I think that "some point" is yesterday, today & tomorrow. Every Adwords account I manage (6 or 7 at the present time, not including my own) is analyzed at a minimum of every other week. If my clients don't see a decent ROI - ar at least a break even - they never stay with the program longer than 60 days. For the accounts/markets a I manage, I see new competition pop up and existing competition drop all the time. My "day job" involves marketing with direct mail on a very large scale. I've been doing it for about 9 years. The draw to DM is that it was always one of the most measurable forms of diret marketing. 4 - 6 weeks after a mailing you can tell with actual figures if the campaign was successful. Adwords is like electronic direct mail, without the 4 - 6 week wait.
This is something I posted in another thread but it is relavent here... I paid for Overture's PPC service and someone set up a links website that had links to other sites related to my site. In the first few weeks I could see in my stats that I received over 700 clicks (with overture ID's in the links) originating from this links site. I didn't think this sounded right so I contacted the owner of the site and asked what his motive was. I figured he was somehow acting as an affiliate, and he was getting paid for these clicks by Overture. He gave me a one line bogus answer and the next day the site was offline. I contacted Overture to find out if I was being charged for these clicks. I noticed that my overture clicks per day immediately fell by the amount I was getting from this site. So yes, I was paying for them, but Overture denied it and then they said they would pass it along to someone else to research but I didn't hear from them for weeks. So I was pissed and cancelled. How this third party was making money I don't know but there was an obvious motive for him to send me clicks. My point in my other post was that I was getting a 3 on Yahoo rank before I cancelled overture but as soon as I cancelled, I started to get a zero. (I have since reinstated the account, because it does work, and probably will continue until I can figure out this SEO myself). My point in this post is that overture was not there for me. I paid for their golden membership or something like that where I was supposed to get superior service etc., but they didn't seem too concerned about this potential fraud that cost me a couple hundred dollars. I guess they thought I was paying for clicks and I was getting them, regardless of how bogus they were.
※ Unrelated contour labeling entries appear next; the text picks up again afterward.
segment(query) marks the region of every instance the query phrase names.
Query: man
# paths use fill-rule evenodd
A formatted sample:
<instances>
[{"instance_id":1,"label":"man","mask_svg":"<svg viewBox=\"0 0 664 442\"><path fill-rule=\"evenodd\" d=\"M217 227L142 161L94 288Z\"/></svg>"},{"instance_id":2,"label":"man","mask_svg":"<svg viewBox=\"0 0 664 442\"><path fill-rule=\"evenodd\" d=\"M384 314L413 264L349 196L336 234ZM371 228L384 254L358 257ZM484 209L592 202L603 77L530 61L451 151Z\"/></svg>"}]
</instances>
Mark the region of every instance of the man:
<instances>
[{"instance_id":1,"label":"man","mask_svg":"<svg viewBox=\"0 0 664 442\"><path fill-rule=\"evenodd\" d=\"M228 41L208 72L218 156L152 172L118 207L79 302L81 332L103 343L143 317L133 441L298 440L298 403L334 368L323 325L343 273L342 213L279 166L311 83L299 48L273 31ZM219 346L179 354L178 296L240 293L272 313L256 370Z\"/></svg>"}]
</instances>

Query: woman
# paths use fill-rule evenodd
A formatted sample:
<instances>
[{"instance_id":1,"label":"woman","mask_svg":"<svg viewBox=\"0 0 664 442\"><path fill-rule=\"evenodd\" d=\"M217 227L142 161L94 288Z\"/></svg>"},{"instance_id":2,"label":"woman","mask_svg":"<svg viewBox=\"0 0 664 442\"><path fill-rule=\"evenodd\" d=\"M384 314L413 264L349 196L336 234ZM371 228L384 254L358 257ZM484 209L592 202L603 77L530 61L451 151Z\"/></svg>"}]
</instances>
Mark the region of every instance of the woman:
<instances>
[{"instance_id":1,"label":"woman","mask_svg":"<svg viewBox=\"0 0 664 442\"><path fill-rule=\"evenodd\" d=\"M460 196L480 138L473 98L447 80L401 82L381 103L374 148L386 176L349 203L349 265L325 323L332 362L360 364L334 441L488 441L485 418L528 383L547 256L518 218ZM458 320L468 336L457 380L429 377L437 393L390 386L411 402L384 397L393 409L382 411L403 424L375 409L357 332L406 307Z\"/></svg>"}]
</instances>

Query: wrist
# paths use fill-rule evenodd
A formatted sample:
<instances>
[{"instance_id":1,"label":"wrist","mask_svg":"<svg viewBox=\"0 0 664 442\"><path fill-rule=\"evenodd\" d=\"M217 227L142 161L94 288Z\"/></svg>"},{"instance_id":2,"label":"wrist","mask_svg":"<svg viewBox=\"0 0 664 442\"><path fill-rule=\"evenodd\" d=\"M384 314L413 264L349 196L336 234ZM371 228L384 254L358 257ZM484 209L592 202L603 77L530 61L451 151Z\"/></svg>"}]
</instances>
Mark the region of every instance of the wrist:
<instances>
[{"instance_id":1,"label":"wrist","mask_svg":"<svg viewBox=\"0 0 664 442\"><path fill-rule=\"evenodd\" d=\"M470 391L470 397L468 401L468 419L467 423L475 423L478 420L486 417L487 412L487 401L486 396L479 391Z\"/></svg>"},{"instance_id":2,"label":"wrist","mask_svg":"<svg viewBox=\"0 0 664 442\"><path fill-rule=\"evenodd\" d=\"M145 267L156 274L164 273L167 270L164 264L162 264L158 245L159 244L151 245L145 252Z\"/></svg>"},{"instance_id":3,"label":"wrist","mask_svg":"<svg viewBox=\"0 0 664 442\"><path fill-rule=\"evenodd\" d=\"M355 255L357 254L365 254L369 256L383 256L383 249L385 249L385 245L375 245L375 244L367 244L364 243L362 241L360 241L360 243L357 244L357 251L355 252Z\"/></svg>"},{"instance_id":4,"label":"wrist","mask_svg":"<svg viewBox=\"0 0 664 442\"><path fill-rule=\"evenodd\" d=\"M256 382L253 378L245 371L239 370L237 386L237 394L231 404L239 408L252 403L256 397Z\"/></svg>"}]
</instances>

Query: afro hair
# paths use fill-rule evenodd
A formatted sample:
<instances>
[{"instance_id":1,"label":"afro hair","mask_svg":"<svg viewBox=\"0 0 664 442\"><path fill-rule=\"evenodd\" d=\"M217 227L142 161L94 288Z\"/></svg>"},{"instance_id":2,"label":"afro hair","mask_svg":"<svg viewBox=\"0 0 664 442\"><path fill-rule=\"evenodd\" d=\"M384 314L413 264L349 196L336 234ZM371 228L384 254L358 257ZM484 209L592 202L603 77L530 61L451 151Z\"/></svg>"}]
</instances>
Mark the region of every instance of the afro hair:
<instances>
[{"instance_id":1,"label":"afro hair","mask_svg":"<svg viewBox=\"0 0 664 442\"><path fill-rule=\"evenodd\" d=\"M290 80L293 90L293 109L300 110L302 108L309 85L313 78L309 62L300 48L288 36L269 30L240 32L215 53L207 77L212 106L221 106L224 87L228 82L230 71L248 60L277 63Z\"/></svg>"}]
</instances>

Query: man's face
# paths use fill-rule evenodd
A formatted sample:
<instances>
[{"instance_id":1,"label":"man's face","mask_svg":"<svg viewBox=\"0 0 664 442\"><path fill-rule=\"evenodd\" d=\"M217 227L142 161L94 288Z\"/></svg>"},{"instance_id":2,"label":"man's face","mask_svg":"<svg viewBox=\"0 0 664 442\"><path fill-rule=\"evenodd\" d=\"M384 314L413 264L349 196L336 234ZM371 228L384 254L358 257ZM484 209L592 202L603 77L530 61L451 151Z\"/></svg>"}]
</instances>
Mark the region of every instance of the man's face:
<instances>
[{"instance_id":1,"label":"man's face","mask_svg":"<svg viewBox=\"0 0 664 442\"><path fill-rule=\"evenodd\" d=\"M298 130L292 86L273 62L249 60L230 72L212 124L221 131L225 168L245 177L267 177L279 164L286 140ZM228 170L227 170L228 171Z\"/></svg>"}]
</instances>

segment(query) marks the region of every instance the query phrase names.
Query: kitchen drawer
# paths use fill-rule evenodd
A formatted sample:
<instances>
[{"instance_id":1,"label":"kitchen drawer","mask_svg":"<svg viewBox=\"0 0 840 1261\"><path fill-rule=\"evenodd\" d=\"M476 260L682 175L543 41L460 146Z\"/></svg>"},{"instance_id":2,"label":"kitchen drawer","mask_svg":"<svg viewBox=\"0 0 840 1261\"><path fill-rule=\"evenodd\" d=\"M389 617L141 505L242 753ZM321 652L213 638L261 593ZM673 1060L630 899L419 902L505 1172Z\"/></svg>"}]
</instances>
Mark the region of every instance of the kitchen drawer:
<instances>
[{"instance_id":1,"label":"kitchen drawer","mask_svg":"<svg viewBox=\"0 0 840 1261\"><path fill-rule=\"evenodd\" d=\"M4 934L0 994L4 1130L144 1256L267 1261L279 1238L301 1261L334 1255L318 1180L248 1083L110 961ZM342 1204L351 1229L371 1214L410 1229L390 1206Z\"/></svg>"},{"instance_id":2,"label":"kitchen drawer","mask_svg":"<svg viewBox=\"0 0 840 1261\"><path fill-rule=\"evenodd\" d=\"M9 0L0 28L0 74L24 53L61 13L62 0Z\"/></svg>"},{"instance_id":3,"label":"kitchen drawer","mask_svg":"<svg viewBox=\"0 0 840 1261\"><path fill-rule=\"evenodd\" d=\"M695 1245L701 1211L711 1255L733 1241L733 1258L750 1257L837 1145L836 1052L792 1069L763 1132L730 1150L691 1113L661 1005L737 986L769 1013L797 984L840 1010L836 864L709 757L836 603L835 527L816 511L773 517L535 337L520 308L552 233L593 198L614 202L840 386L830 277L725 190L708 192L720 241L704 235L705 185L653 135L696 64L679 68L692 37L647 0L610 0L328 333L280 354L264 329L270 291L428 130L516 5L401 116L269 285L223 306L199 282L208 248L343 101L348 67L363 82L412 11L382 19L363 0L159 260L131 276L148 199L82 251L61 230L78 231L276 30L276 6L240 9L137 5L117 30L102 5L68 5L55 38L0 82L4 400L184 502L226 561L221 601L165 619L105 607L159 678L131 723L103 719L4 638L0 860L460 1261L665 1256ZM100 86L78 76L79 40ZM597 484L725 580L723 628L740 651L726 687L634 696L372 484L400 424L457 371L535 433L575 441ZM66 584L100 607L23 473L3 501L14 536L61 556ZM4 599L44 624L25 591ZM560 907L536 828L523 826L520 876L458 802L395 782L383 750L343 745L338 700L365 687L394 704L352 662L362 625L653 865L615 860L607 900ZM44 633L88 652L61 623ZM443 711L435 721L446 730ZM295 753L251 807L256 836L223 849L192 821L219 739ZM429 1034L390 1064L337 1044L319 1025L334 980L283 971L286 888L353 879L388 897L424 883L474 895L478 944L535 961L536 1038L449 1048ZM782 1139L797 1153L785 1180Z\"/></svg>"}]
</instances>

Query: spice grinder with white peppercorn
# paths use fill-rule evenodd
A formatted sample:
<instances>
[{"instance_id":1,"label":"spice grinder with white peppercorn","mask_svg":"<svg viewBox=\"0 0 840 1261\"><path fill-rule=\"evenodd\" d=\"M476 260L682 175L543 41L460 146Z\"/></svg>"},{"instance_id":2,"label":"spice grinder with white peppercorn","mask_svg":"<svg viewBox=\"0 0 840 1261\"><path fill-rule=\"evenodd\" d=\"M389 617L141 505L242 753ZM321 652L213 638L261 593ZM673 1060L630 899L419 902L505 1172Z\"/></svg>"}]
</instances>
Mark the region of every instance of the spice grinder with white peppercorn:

Hi. We are looking for PPC advertisers (using Google and others) who are interested in participating in a study to determine how many fraudulent click throughs they get via anonymous proxies (aka open proxies). Country Check prides itself on being able to block most of these anonymous proxies and by conducting this study we hope to be able to determine the level of risk to PPC advertisers. The study will involve changing the url of the page that the surfer is sent to being replaced by our code which redirects allowed users through to the content while blocking those using anonymous proxies. By blocking anonymous proxy users, a webmaster will be able to quickly notice any possible fraudulent click throughs that they are being charged for. If anyone is interested, please email me at Cheers, Adam
if your ads have only.05 to .50 USD on google no one click many time, 2nd you have to be smart, you have option in your google adword that your ads only dispaly on google, the main prob..is with adsense i think..
I think the allegations of fraud does more than fraud itself to harm PPC programs. The potential certainly exists, but the major players like Google have mechanism in place to combat it. As an Google publisher and advertiser, I'm more concerned about these articles than the actual fraud that is being committed.